DHX-Dependable Hawaiian Express solar sufficient icon

Our Achievements

  1. We have purchased carbon offsets in sufficient quantity to operate our warehouses in Honolulu, Maui, Guam, Kona, Seattle and Los Angeles (Rancho Dominguez) on a carbon neutral basis for 2020. See all of our Carbon Neutral Certificates.

  2. Our corporate headquarters, Honolulu, Guam and Maui facilities are totally solar sufficient, drawing no or minimal additional energy from the electric grids.

  3. We have 2% sky lights at various facilities to use more natural lighting.

  4. We meet the California Air Resources Board’s “sparklist” requirements.

  5. We are working to estimate our carbon footprint for all our trucking operations and are taking steps to reduce our carbon emissions. See GreenWay Miles Testimonial.

  6. We are an active partner with Smartway, a U.S. Government EPA partnership with truckers, to improve our use of fuel and oil efficiency, and reduce our emissions. See all of our SmartWay Certificates.

  7. In our Los Angeles headquarters, we have installed 10 charging stations for employees to use for charging electric vehicles.

  8. We have installed lower-energy usage models for lighting, converted our Corporate Headquarters and Honolulu terminal lights to LED and use timers in both terminals to increase the energy effectiveness of our HVAC and lighting systems.

  9. We recycle paper in our Los Angeles corporate headquarters, our San Leandro facility and our Seattle facility. In Los Angeles, we also separate and recycle wood, plastic, metal and cardboard.

  10. We replaced our networking and computer server infrastructure after 2010, dropping energy consumption by 33% - 38%.

  11. Our Hawaii and Guam computer system is designed to allow our employees and customers to be virtually paperless.

  12. DHX is a Green Supply Chain PartnerIn 2024 we were named by Inbound Logistics as a Green Supply Chain Partner. As one of the 75 leading companies being profiled, we are regarded for truly “walking the walk” when it comes to commitment to supply chain sustainability and a partner you can turn to when seeking green supply chain management and logistics.

DHX/DGX Fuel Conservation Program


  1. We published No-Idling Policy, No Out-of-Route Policy and MPG goals for drivers.
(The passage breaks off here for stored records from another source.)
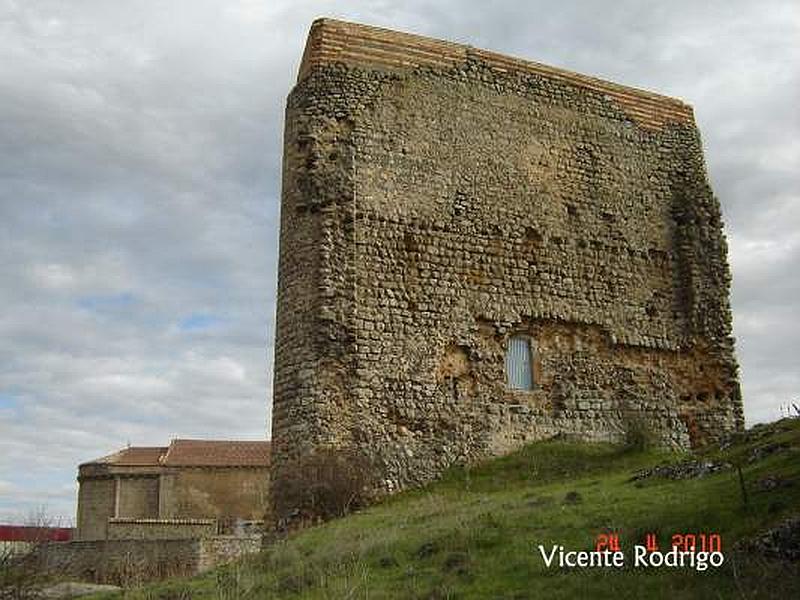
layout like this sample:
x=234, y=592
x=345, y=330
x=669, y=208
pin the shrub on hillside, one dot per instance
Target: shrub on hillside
x=328, y=483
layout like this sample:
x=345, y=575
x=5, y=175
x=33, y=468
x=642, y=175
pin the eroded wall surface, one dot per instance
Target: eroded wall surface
x=438, y=199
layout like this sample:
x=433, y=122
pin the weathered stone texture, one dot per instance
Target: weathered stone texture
x=438, y=199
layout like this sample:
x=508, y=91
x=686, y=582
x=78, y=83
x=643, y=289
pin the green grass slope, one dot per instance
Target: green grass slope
x=475, y=533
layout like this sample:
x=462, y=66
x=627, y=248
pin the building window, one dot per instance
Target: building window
x=519, y=363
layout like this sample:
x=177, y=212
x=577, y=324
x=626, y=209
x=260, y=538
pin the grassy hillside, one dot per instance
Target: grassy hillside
x=475, y=533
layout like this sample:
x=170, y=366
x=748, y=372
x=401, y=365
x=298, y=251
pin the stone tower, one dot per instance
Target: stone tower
x=478, y=251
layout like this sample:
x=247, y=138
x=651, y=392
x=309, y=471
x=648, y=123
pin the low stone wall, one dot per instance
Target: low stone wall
x=131, y=562
x=160, y=529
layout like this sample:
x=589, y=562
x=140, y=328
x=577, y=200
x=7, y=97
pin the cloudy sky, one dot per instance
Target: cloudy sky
x=139, y=185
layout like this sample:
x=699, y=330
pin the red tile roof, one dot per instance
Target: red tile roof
x=215, y=453
x=192, y=453
x=138, y=456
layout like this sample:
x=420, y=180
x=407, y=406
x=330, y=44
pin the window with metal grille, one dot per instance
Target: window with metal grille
x=519, y=363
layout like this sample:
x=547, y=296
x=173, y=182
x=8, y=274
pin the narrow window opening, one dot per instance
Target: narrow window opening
x=519, y=363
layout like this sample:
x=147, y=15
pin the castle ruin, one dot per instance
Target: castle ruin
x=478, y=251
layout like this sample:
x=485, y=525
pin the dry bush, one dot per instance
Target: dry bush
x=326, y=484
x=24, y=574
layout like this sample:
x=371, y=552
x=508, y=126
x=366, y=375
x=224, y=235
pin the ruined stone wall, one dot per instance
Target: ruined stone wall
x=135, y=561
x=438, y=199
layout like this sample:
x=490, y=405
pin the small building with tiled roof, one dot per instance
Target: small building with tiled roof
x=187, y=489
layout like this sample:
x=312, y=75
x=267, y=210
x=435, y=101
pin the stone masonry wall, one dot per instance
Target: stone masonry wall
x=160, y=529
x=438, y=199
x=132, y=562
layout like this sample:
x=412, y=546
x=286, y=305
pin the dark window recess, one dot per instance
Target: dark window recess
x=519, y=363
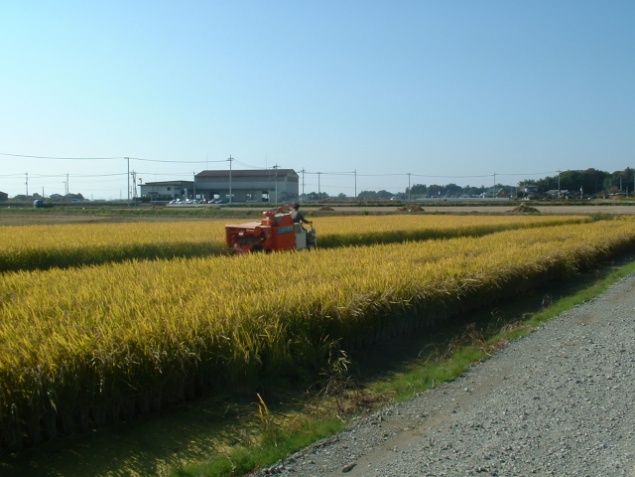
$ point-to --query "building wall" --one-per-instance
(255, 188)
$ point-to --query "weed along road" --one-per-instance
(558, 402)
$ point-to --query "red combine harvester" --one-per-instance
(273, 233)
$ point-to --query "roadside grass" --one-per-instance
(439, 361)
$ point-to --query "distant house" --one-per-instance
(259, 185)
(558, 194)
(496, 193)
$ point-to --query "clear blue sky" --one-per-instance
(446, 91)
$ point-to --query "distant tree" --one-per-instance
(367, 195)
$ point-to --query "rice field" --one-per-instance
(39, 247)
(86, 346)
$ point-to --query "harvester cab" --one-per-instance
(274, 232)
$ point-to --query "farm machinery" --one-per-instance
(275, 231)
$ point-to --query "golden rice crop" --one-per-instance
(82, 347)
(63, 245)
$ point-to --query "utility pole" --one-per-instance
(303, 171)
(275, 176)
(128, 160)
(355, 173)
(230, 177)
(134, 185)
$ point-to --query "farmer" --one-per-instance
(298, 217)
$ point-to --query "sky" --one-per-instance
(360, 95)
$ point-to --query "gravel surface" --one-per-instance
(558, 402)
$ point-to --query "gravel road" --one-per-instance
(558, 402)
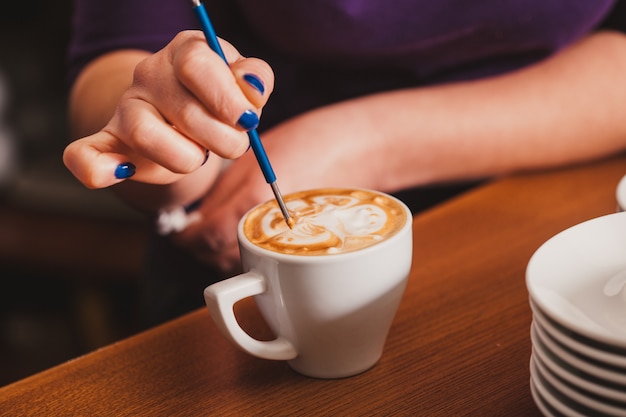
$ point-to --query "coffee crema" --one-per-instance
(327, 221)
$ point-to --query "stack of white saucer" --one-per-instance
(577, 286)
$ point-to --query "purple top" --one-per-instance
(328, 50)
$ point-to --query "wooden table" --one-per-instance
(459, 344)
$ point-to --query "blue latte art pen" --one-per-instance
(255, 141)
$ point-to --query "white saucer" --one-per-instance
(552, 401)
(577, 278)
(621, 194)
(574, 397)
(577, 343)
(572, 375)
(610, 375)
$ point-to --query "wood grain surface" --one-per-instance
(459, 345)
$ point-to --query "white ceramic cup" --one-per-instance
(621, 195)
(330, 313)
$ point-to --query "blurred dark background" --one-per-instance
(70, 258)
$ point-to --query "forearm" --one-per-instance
(566, 109)
(93, 101)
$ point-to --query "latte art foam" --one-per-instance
(327, 221)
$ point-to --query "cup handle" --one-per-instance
(221, 297)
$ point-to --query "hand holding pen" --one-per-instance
(182, 102)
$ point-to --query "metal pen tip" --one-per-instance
(281, 203)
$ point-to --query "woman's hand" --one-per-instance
(329, 147)
(184, 102)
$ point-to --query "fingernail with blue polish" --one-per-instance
(255, 82)
(125, 170)
(248, 120)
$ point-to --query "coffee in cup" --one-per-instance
(327, 221)
(328, 288)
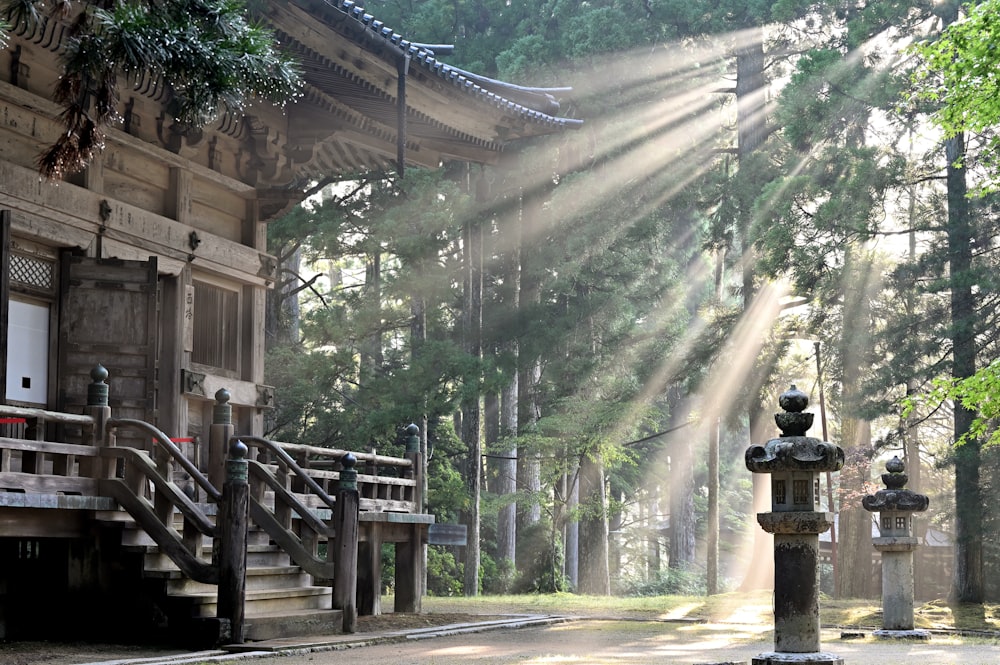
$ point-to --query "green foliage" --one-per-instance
(979, 393)
(542, 556)
(670, 582)
(444, 574)
(208, 51)
(959, 73)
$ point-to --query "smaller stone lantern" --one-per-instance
(895, 506)
(795, 461)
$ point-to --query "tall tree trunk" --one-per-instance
(529, 470)
(594, 576)
(507, 472)
(751, 127)
(510, 293)
(471, 412)
(967, 581)
(371, 347)
(491, 436)
(854, 554)
(682, 519)
(571, 568)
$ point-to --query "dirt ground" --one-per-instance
(73, 653)
(585, 641)
(609, 642)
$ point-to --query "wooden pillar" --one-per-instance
(410, 554)
(220, 432)
(370, 572)
(98, 409)
(345, 580)
(232, 521)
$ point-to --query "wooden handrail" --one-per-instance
(47, 416)
(174, 451)
(163, 535)
(334, 454)
(258, 470)
(141, 462)
(287, 460)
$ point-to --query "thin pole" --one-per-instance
(829, 476)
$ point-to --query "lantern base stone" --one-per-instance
(815, 658)
(915, 635)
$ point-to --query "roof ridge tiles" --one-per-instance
(475, 84)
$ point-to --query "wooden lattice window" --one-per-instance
(216, 326)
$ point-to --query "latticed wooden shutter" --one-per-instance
(108, 314)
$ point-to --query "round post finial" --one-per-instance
(413, 438)
(348, 474)
(97, 390)
(236, 465)
(222, 412)
(794, 421)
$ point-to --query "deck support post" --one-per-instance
(410, 555)
(98, 409)
(232, 520)
(220, 432)
(345, 581)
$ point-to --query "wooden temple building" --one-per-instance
(133, 298)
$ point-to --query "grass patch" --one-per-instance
(734, 608)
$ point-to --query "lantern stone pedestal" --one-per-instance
(795, 462)
(895, 506)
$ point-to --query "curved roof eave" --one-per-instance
(535, 105)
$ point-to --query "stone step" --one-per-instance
(261, 602)
(270, 577)
(297, 623)
(262, 556)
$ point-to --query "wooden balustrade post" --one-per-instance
(345, 522)
(220, 432)
(98, 409)
(232, 521)
(410, 555)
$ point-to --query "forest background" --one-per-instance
(592, 332)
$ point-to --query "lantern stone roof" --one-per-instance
(357, 70)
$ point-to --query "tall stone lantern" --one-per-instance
(896, 542)
(795, 462)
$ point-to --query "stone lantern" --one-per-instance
(795, 461)
(895, 506)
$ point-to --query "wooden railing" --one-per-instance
(292, 487)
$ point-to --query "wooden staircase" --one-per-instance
(282, 600)
(144, 551)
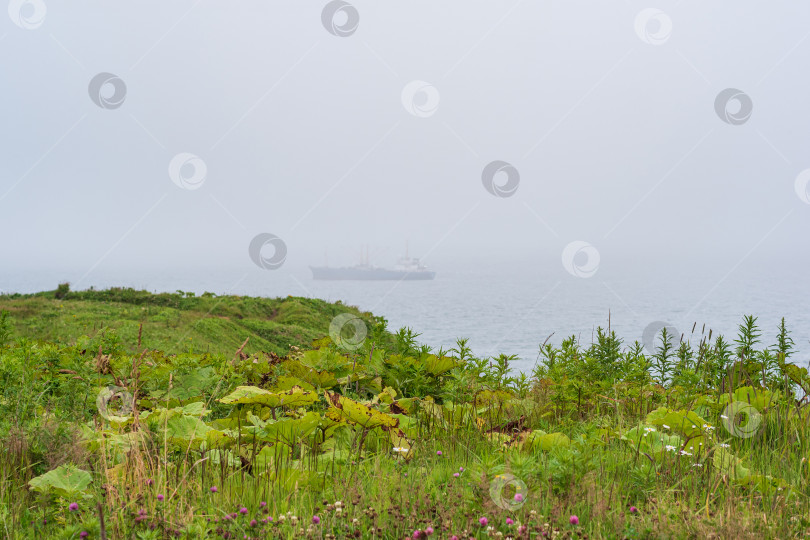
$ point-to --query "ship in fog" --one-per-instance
(407, 268)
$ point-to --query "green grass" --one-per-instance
(385, 439)
(176, 322)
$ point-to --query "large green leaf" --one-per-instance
(686, 422)
(287, 430)
(436, 365)
(357, 413)
(65, 480)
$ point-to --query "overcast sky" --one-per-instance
(329, 134)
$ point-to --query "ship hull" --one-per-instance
(369, 274)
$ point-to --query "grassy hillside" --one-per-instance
(381, 437)
(176, 322)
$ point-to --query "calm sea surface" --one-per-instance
(512, 309)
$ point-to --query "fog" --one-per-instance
(293, 122)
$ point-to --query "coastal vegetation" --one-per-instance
(127, 414)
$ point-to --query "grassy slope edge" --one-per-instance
(177, 322)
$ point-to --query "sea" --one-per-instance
(509, 309)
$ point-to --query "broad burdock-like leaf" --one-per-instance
(65, 480)
(357, 413)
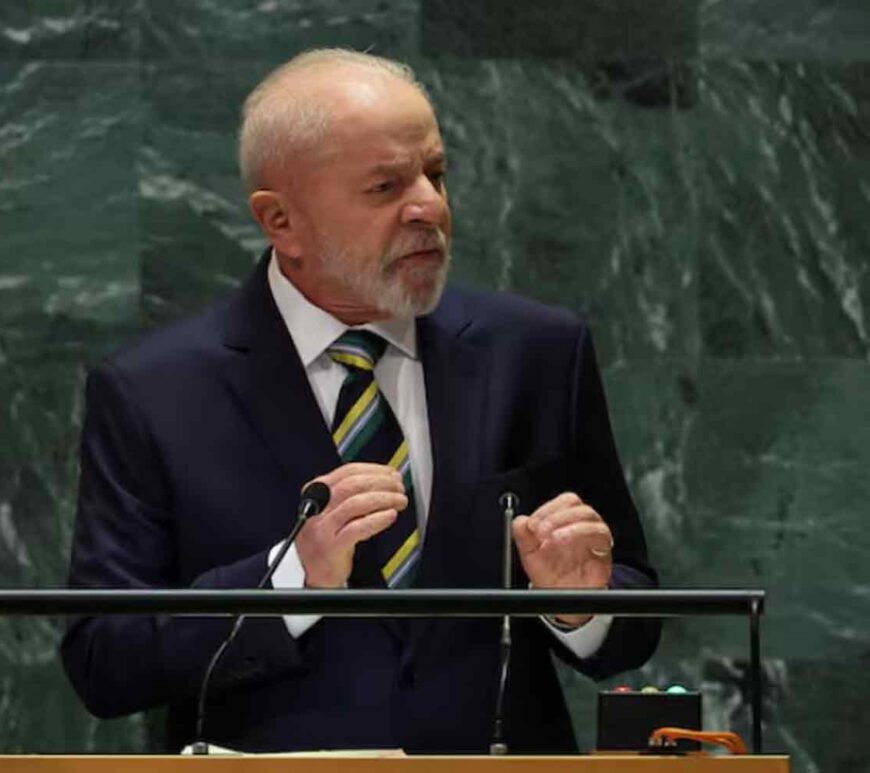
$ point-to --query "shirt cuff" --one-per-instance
(289, 575)
(586, 640)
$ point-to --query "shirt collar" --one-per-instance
(313, 330)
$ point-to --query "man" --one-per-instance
(198, 441)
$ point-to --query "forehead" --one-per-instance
(380, 122)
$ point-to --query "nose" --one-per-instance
(426, 204)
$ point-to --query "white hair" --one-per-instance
(276, 122)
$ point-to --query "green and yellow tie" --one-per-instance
(365, 430)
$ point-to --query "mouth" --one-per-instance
(435, 253)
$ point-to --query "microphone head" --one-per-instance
(509, 500)
(317, 493)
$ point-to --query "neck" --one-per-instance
(324, 295)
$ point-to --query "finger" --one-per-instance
(560, 502)
(583, 539)
(361, 505)
(525, 540)
(363, 482)
(543, 526)
(365, 527)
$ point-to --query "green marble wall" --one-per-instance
(693, 175)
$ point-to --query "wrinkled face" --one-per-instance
(376, 222)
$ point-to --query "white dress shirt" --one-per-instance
(399, 374)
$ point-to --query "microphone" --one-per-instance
(315, 496)
(509, 502)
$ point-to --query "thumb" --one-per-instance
(524, 537)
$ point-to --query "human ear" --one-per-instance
(272, 211)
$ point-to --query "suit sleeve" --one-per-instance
(124, 538)
(601, 483)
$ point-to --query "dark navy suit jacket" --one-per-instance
(196, 444)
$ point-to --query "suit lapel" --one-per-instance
(271, 385)
(455, 368)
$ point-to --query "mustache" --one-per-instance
(418, 241)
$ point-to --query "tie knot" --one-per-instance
(360, 349)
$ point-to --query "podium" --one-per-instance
(596, 763)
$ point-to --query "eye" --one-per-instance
(385, 186)
(438, 178)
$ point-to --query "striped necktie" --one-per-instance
(365, 430)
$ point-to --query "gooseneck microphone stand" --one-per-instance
(509, 503)
(315, 497)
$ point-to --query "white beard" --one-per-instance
(383, 289)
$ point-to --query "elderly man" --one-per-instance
(343, 358)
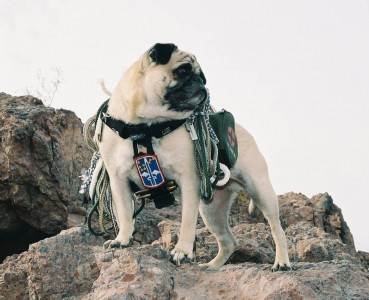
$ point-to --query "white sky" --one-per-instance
(294, 73)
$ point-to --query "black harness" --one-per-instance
(141, 136)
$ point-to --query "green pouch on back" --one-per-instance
(223, 125)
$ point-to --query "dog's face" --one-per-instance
(164, 83)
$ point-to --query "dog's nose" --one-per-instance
(182, 71)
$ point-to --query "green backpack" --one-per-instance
(223, 125)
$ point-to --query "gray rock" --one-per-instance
(41, 155)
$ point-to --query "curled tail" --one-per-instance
(252, 208)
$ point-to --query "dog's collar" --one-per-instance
(138, 131)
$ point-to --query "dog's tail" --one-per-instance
(103, 87)
(252, 208)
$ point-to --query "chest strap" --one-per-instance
(141, 135)
(138, 131)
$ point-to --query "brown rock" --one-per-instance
(41, 156)
(72, 265)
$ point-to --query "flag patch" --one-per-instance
(149, 170)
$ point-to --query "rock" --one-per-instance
(72, 265)
(320, 212)
(41, 155)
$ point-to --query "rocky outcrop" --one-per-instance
(72, 265)
(41, 156)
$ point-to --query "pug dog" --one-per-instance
(167, 84)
We sent a letter out to drivers explaining the new policy and MPG goals and how they tie into our Sustainability Policy.

  2. We monitor and manage individual truck MPG actual-to-goal performance. We compare driver performance on same-model equipment and use the “bottom 15%” technique for managing and coaching worst performing drivers.

  3. We look for rotation opportunities and place highest MPG equipment on longest runs based on miles/month. Likewise, if we have idle equipment, we ensure it is always our lowest MPG performing equipment.

  4. During orientation, we train drivers on sustainability and review the above-mentioned policies/MPG goals and below-outlined driver activities to reduce fuel consumption.


  1. Reduce idling. Take every opportunity to shut off the engine. Each idle hour burns 8/10 of a gallon of fuel. A 100-truck fleet that reduces idling by 2 hours per truck per week will save 40,000 gallons of fuel per year, about $150,000 in cash, and will eliminate a volume of carbon emissions that would fill 4.7 fifty-three-foot trailers.

  2. Reduce highway top speeds. This may involve use of speed governors. Reducing speed by one mile per hour equates to an approximate mileage increase of 1/10 mile per gallon.

  3. Improve driving techniques. How a truck is driven has a significant impact on MPG. Fuel-conserving driving techniques include Smooth Shifting and Braking, Block Shifting (ex: from 2nd to 5th gear), Cruise Control and Progressive Shifting (upshift at lowest RPM possible).

  4. Maintain correct tire pressure. Check tire pressure frequently. Truck tires inflated 10 pounds per square inch (PSI) below recommended air pressure levels can reduce truck fuel economy between 0.5-1.0 percent.